Carefully craft database GRANTs and security policies
Don’t just blindly use the MySQL root user with no sensible password for everything (or the postgres user in PostgreSQL, or the dbo user in SQL Server, etc.). Create a well-designed security strategy, where users are granted access only to those elements that they really need to access.
Often, a good idea is also to add an additional layer of security indirection inside your database through database views. For instance, web users are granted access to a few read-only views, never to tables directly. This will allow you to dynamically restrict who can manipulate what data.
This measure will not prevent SQL injection, but it will minimize the possible damage an intruder can cause, once they have penetrated your system.

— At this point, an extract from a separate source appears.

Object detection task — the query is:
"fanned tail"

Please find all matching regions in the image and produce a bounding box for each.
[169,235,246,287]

If you’re developing a web application, you can choose from a variety of firewalls that have some SQL injection protection features. Apart from simple regular-expression based pattern matching (which is not really reliable or useful), such an entry server should also support two very powerful features to help you prevent mistakes when accepting user input through HTTP GET and POST parameters:
- Form Protection: All acceptable values that can be chosen in a form are known to the entry server and validated using an encrypted hash. This makes it impossible to tamper with HTML <select>, <input type=”hidden”>, <input type=”checkbox”>, <input type=”radio”> values. Obviously, “threatening” user input can still originate from regular <input type=”text”> or <textarea> values.
An example of an entry server implementing the above is Airlock by a Swiss company called Ergon Informatik AG.

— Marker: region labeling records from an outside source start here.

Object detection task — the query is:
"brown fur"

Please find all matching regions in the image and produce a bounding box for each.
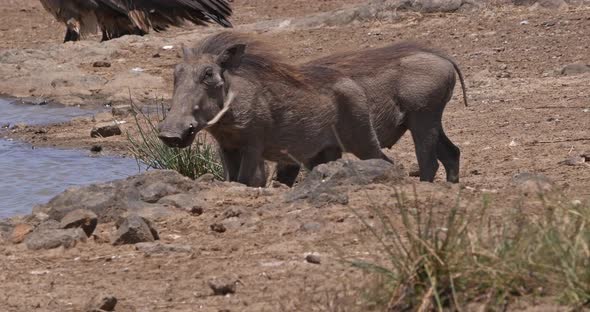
[160,32,386,186]
[294,43,467,182]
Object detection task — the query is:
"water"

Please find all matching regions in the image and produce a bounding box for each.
[0,99,139,219]
[0,98,96,126]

A lot of research has been made on the topic of countermeasures against SQL injection. Interesting publications to read are:
- “A Classification of SQL Injection Attacks and Countermeasures” by William G.J. Halfond, Jeremy Viegas, and Alessandro Orso of the Georgia Institute of Technology
- “Improving Web Application Security: Threats and Countermeasures” by J.D. Meier, Alex Mackman, Michael Dunner, Srinath Vasireddy, Ray Escamilla and Anandha Murukan of the Microsoft Corporation
- “SQL Injection Prevention Cheat Sheet” of OWASP
- “SQL Injection” of The Web Application Security Consortium
- “SQL Injection” of Wikipedia (with lots of links)
Even with recent alternative data storage and access models that have come to be known as NoSQL, SQL as a querying and database interfacing language is still hardly challenged. Major SQL vendors implement better and better features into the SQL standard. SQL is here to stay.

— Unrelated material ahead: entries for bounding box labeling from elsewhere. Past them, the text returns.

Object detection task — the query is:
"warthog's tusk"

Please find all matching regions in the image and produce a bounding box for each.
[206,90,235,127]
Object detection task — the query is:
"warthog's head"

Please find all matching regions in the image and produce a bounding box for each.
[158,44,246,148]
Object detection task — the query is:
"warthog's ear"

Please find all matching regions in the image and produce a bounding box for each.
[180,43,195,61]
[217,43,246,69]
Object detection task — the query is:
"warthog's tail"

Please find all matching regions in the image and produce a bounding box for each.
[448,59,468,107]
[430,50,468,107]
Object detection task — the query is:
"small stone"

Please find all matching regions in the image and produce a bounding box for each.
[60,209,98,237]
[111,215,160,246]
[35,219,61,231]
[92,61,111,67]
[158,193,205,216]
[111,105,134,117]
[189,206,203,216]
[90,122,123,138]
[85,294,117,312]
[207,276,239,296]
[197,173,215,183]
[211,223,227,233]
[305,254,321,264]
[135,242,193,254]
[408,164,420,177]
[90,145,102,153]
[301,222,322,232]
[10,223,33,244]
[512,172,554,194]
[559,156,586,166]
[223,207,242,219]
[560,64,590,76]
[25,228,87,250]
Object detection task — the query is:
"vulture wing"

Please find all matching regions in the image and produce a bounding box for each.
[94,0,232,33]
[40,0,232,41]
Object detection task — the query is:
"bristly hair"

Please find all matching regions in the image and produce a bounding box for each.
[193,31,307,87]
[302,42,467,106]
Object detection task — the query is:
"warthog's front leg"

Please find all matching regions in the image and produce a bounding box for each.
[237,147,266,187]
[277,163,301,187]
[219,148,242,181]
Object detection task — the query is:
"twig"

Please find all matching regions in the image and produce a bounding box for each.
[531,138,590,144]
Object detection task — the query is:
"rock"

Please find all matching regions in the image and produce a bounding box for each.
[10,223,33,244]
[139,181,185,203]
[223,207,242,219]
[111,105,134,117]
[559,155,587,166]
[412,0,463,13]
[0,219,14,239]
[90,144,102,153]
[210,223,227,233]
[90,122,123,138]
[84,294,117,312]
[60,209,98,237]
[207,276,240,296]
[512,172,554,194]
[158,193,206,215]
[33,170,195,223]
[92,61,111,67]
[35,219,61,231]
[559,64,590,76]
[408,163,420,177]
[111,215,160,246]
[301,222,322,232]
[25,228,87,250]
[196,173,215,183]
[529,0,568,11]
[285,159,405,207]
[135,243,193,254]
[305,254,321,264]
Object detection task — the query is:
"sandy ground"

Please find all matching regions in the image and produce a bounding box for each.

Yet, many development teams are unaware of the magnitude of this threat. In millions of lines of application code, it can be sufficient if one SQL vulnerability is detected by a malicious entity operating with automated tools, such as sqlmap. Such an entity may be able to extract all data from your database, and / or execute malicious code on your servers. This can go up to seizing the server.
It is a software architect’s or technical lead’s responsibility to minimise the risk of creating SQL injection vulnerabilities, as even skilled developers may accidentally create such a vulnerability. The simplest and most effective measure is to use bind variables and static SQL wherever possible. More elaborate countermeasures can be achieved by lots of training, screening, testing, and using entry servers.